Menurut bapak Amin Abdullah, dalam analisis sejarah perkembangan Ilmu
Pengetahuan (history of science) pola pemikiran Deductive dan Inductive
dianggap tidak lagi cukup memadai untuk dapat menjelaskan secara cermat tata
kerja yang diperolehnya untuk Ilmu pengetahuan yang sesungguhnya. Pada abad 20
pola pemikiran yaitu Abductive. Pola pemikiran ini menekankan--meminjam
istilah Karl Popper—the logic of discovery dan bukannya the logic of
justification.[16]
Secara
epistimologis, paradigma “Interkoneksitas” merupakan jawaban atau respon
terhadap kesulitan selama ini yang diwariskan dari masa ke masa tentang
pendidikan umum dan pendidikan Islam. Paradigm ini berasumsikan bahwa untuk
memahami kompleksitas fenomena kehidupan yang dihadapi dan dijalani manusia,
setiap keilmuan apapun, baik ilmu agama, social, humaniora, maupun kealaman
tidak dapat berdiri sendiri. Melainkan harus kerjasama antar keilmuan satu
dengan yang lainnya, yang nantinya lebih dapat membantu manusia dalam menhadapi
atau memahami kompleksitas kehidupan dan memecahkan berbagai persoalan masalah
yang dihadapinya.
Paradigma
interkoneksitas, secara aksiologis, hendak menawarkan pandangan dunia manusia
beragama dan ilmuan yang baru, yang lebih terbuka, mampu membuka dialog dan
kerjasama, transparan, dapat dipertanggungjawabkan secara public dan
berpandangan kedepan. Secara ontologism, hubungan antar berbagai disiplin ilmu
menjadi semakin terbuka dan cair meskipun blok-blok dan batas-batas wilayah
antar kedua budaya pendukung keilmuan agama yang bersumber pada teks-teks,
budaya pendukung factual-historis empiris (ilmu social dan ilmu kealaman),
serta budaya pendukung keilmuan etis-fiosofis.
Menurut bapak
Amin Abdullah, paradigm integrase-interkoneksi ilmu pada hakikatnya ingin
menunjukkan bahwa antar berbagai bidang keilmuan, termasuk pendekatanya yang
dipakai dalam mengkaji, sebenarnya saling memiliki keterkaitan, karena memang
yang dibidik oleh seluruh disiplin keilmuan tersebut adalah realitas alam
semesta yang sama, hanya saja dimensi dan focus perhatian yang dilihat oleh
masing-masing disiplin berbeda. Begini pernyataan bapak Amin Abdullah,
“mengkaji satu bidang keilmuan dengan memanfaatkan bidang keilmuan lainnya
itulah integrasi dan melihat
kesaling-terkaitan antar berbagai disiplin ilmu itulah Interkoneksi”.[17]
Berdasarkan
penjelasan tersebut, maka menurut bapak Amin Abdullah, integrasi adalah mengkaji satu bidang keilmuan dengan
memanfaatkan bidang keilmuan lainnya, sedangkan interkoneksi adalah melihat
kesaling-terkaitan antar berbagai disiplin imu tersebut.[18]

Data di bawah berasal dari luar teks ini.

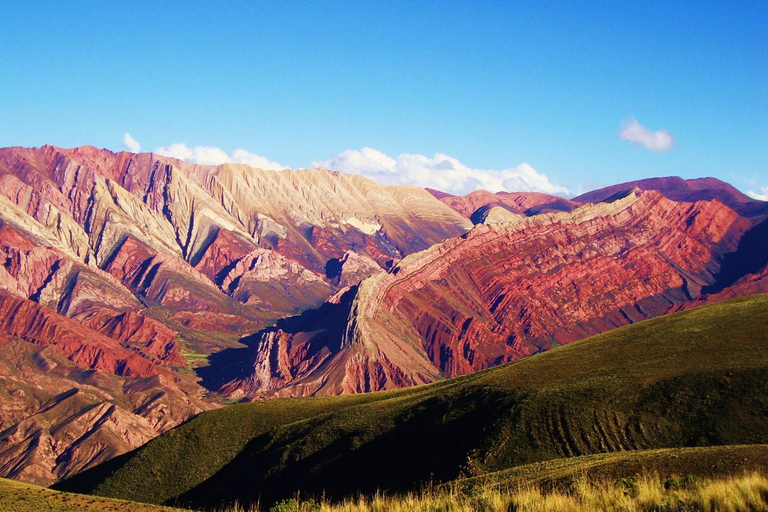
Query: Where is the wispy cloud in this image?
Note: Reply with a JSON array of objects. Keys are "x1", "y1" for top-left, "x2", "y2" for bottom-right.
[
  {"x1": 154, "y1": 142, "x2": 287, "y2": 171},
  {"x1": 312, "y1": 147, "x2": 572, "y2": 195},
  {"x1": 123, "y1": 132, "x2": 141, "y2": 153},
  {"x1": 619, "y1": 117, "x2": 675, "y2": 153},
  {"x1": 747, "y1": 187, "x2": 768, "y2": 201}
]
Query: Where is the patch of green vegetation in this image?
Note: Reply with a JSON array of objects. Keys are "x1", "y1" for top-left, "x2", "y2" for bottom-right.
[
  {"x1": 60, "y1": 295, "x2": 768, "y2": 506},
  {"x1": 450, "y1": 444, "x2": 768, "y2": 494},
  {"x1": 0, "y1": 478, "x2": 179, "y2": 512}
]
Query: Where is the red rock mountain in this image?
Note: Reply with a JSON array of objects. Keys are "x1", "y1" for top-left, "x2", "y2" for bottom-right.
[
  {"x1": 0, "y1": 146, "x2": 768, "y2": 484},
  {"x1": 216, "y1": 187, "x2": 768, "y2": 397},
  {"x1": 0, "y1": 146, "x2": 471, "y2": 484}
]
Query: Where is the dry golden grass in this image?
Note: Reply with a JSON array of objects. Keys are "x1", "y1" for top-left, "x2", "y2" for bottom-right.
[{"x1": 228, "y1": 472, "x2": 768, "y2": 512}]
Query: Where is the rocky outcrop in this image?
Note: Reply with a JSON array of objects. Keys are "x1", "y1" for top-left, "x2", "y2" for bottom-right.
[
  {"x1": 0, "y1": 146, "x2": 471, "y2": 483},
  {"x1": 222, "y1": 189, "x2": 754, "y2": 397},
  {"x1": 0, "y1": 335, "x2": 211, "y2": 485},
  {"x1": 573, "y1": 176, "x2": 768, "y2": 217},
  {"x1": 427, "y1": 187, "x2": 584, "y2": 224}
]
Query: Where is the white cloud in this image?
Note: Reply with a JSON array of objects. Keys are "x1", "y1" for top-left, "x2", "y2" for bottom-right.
[
  {"x1": 154, "y1": 142, "x2": 287, "y2": 171},
  {"x1": 312, "y1": 147, "x2": 572, "y2": 195},
  {"x1": 747, "y1": 187, "x2": 768, "y2": 201},
  {"x1": 619, "y1": 117, "x2": 675, "y2": 153},
  {"x1": 123, "y1": 132, "x2": 141, "y2": 153}
]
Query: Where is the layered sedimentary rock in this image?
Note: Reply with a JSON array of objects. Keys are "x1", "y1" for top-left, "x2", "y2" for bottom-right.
[
  {"x1": 0, "y1": 146, "x2": 471, "y2": 483},
  {"x1": 222, "y1": 188, "x2": 756, "y2": 397}
]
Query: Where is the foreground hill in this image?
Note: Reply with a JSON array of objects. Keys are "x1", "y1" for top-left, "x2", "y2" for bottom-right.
[
  {"x1": 219, "y1": 188, "x2": 768, "y2": 398},
  {"x1": 0, "y1": 478, "x2": 179, "y2": 512},
  {"x1": 58, "y1": 295, "x2": 768, "y2": 506},
  {"x1": 0, "y1": 146, "x2": 471, "y2": 484}
]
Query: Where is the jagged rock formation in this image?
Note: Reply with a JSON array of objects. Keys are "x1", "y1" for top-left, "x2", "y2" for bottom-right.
[
  {"x1": 0, "y1": 146, "x2": 471, "y2": 483},
  {"x1": 0, "y1": 146, "x2": 768, "y2": 483},
  {"x1": 222, "y1": 188, "x2": 768, "y2": 397}
]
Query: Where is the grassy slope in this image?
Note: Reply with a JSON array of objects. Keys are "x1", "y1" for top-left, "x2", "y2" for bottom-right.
[
  {"x1": 452, "y1": 444, "x2": 768, "y2": 492},
  {"x1": 61, "y1": 295, "x2": 768, "y2": 505},
  {"x1": 0, "y1": 478, "x2": 178, "y2": 512}
]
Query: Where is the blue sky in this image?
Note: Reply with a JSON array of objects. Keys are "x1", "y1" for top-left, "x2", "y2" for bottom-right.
[{"x1": 0, "y1": 0, "x2": 768, "y2": 195}]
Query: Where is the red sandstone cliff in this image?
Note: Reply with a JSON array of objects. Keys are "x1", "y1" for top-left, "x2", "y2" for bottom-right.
[{"x1": 222, "y1": 189, "x2": 768, "y2": 397}]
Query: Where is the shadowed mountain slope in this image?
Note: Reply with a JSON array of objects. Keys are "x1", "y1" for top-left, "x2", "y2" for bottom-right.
[
  {"x1": 220, "y1": 189, "x2": 768, "y2": 397},
  {"x1": 0, "y1": 146, "x2": 471, "y2": 483}
]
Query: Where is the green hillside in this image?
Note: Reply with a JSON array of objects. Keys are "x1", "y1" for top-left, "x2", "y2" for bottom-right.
[
  {"x1": 58, "y1": 295, "x2": 768, "y2": 506},
  {"x1": 0, "y1": 478, "x2": 178, "y2": 512}
]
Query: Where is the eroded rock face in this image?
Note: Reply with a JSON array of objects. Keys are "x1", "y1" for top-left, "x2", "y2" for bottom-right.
[
  {"x1": 222, "y1": 188, "x2": 759, "y2": 397},
  {"x1": 0, "y1": 146, "x2": 471, "y2": 484}
]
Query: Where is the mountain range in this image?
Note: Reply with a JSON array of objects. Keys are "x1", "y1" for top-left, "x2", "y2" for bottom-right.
[{"x1": 0, "y1": 146, "x2": 768, "y2": 485}]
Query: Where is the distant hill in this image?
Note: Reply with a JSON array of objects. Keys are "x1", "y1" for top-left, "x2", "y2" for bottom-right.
[
  {"x1": 57, "y1": 295, "x2": 768, "y2": 506},
  {"x1": 573, "y1": 176, "x2": 768, "y2": 217}
]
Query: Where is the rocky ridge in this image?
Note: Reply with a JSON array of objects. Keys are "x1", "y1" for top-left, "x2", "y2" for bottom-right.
[{"x1": 0, "y1": 146, "x2": 471, "y2": 483}]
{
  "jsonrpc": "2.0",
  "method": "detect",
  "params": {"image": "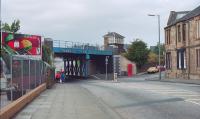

Interkoneksitas bapak Amin Abdullah dalam mazhab integrasi-interkoneksi,
digunakan dalam konteks Islamic religions sciences, yang dimaknai
sebagai “garis pori-pori basah”, dimana antar kluster keilmuaan bisa saling
menembus, tanpa harus meninggalkan identitas ruang keilmuannya.masing-masing.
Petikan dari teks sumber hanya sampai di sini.